An ounce of prevention is worth a pound of cureBy Bruce Whetten
Douglas Dispatch Managing Editor
My grandmother once told me “an ounce of prevention is worth a pound of cure.”
Those words are sticking in my mind right now as Douglas Fire Chief Mario Novoa is trying to encourage the Douglas City Council to proceed with the purchase of an Aerial Ladder Apparatus Fire Truck.
Early estimates indicate the truck would cost between $1-1.2 million. There is concern that the city cannot afford such an expense at this time.
Chief Novoa has stated the fees would be paid out over a seven to eight year period and would average out to $150-$163,000 annually which City Treasurer Luis Pedroza confirmed.
Plus Pedroza is saying the money for the truck would come out of the Special Projects Fund and would not hurt the city’s regular budget at this time.
Several members of the current city council are hesitant to make such an investment considering a new mayor, council members and city manager will be coming into office this summer.
While those concerns are valid and can be understood, I can also speak from personal experience as to how valuable this truck would be to the citizens of Douglas and waiting could affect the overall price.
I was at the fire in June 2006 when three houses burned to the ground. And I had just been named Managing Editor here at the Dispatch when we had the raging fire at a downtown store last August. I thought for sure there was going to have more damage than what we did especially when that building exploded. I could feel the heat and my thought was “God, keep these guys safe.” Then there was the fire at the old Phelps Dodge warehouse located behind the Douglas Police Dept. in February 2009.

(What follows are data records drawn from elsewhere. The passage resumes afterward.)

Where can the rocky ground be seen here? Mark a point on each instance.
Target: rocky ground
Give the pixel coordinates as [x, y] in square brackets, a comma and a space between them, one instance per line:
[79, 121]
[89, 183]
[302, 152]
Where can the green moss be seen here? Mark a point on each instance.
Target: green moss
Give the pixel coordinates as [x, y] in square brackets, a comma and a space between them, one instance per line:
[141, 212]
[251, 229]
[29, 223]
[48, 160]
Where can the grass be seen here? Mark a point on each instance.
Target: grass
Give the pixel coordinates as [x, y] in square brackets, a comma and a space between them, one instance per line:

All three fires could have been helped by having such a truck. Remarkably our fire fighters did a heck of a job in all three cases of not only keeping the fire from doing any more damage that it did; they also did a tremendous job of keeping themselves safe.
Many businesses, like the Douglas Dispatch and the hotel next store, not to mention Wal-Mart, the Gadsden and the Best Western Hotels and even the average two story home, would benefit from having such a truck on hand.
This truck will help protect the other buildings that could be in jeopardy plus it should help protect our fire fighters. Losing one life is losing one too many.
As times change, needs change and this is one of those times. The expense is high but how much would you spend for security?
Could the money be used elsewhere? Yes it probably could but Chief Novoa has gone public with how outdated a lot of the DFD’s equipment is. The latest model they have is a 2001 E-One.
It’s like having insurance on your home. You hope you never need it but if something should happen you’re sure glad you do.